Vietnam hat schon vieles erduldet. Seit zweitausend Jahren versuchen fremde Herren, mein Volk zu unterwerfen. Es ist ihnen nie ganz gelungen. Es kamen auch immer wieder Eindringlinge aus dem Norden: Chinesen, Mongolen, dann wieder Chinesen. Hundert Jahre vor eurer Zeitrechnung begann die Han-Dynastie, sich über Asien auszubreiten. Vietnam wurde eine chinesische Provinz und blieb es tausend Jahre lang. Kennst du die Geschichte des zurückgegebenen Schwertes, die Geschichte dieses Sees?"
"Nein, erzähle sie!"
Wir setzen uns auf eine Bank am Ufer gegenüber der kleinen Insel, auf der ein Tempel steht.
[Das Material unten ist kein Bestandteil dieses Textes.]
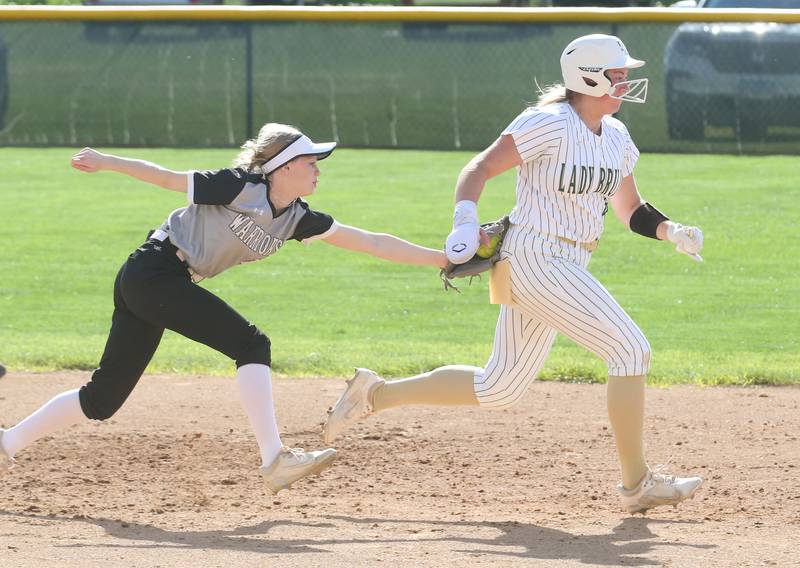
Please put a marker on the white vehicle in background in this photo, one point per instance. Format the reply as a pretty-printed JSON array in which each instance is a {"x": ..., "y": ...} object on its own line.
[{"x": 742, "y": 75}]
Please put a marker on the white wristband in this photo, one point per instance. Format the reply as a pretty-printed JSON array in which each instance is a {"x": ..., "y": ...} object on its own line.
[{"x": 466, "y": 212}]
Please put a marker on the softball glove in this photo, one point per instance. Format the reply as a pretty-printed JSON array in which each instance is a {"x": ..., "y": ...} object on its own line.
[{"x": 483, "y": 260}]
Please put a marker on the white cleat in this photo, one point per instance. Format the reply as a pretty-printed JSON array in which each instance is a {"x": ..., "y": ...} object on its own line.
[
  {"x": 6, "y": 461},
  {"x": 657, "y": 489},
  {"x": 353, "y": 405},
  {"x": 293, "y": 464}
]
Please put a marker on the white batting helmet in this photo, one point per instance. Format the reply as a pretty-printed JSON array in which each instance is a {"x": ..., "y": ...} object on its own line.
[{"x": 585, "y": 61}]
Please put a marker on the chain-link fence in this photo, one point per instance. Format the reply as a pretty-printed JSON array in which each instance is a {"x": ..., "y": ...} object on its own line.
[{"x": 713, "y": 87}]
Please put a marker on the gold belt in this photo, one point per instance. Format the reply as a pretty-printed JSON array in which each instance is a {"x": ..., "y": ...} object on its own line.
[{"x": 588, "y": 247}]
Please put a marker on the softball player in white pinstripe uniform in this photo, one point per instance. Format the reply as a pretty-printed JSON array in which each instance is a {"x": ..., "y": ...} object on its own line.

"Das ist der Schildkrötentempel", sagt Lai. "Der Ho Hoan Kiem war vor hundert Jahren viel größer als heute und mit allen anderen Seen der Stadt verbunden. Bei Hochwasser strömte der Rote Fluß in ihn hinein. Vor fünfhundert Jahren war Hanoi wieder einmal unter chinesischer Herrschaft, und gegen sie kämpfte Le Loi mit seinen Partisanen. Er kämpfte zehn Jahre lang vergeblich. Schließlich bat er den Himmel um Hilfe. Da tauchte aus dem See eine goldene Schildkröte auf. Jeder wußte, daß es sie gab, obwohl noch niemand sie gesehen hatte. Sie überreichte Le Loi ein Schwert, das aus einem Blitz geschmiedet war. Mit diesem Schwert besiegte er die Besatzer. Er brachte das Schwert zurück und dankte der Schildkröte mit einer tiefen, stillen Verbeugung. Sie nahm das Schwert entgegen und verschwand wieder im See. Le Loi wurde Kaiser und ließ diesen Tempel bauen, den Tempel der Goldenen Schildkröte."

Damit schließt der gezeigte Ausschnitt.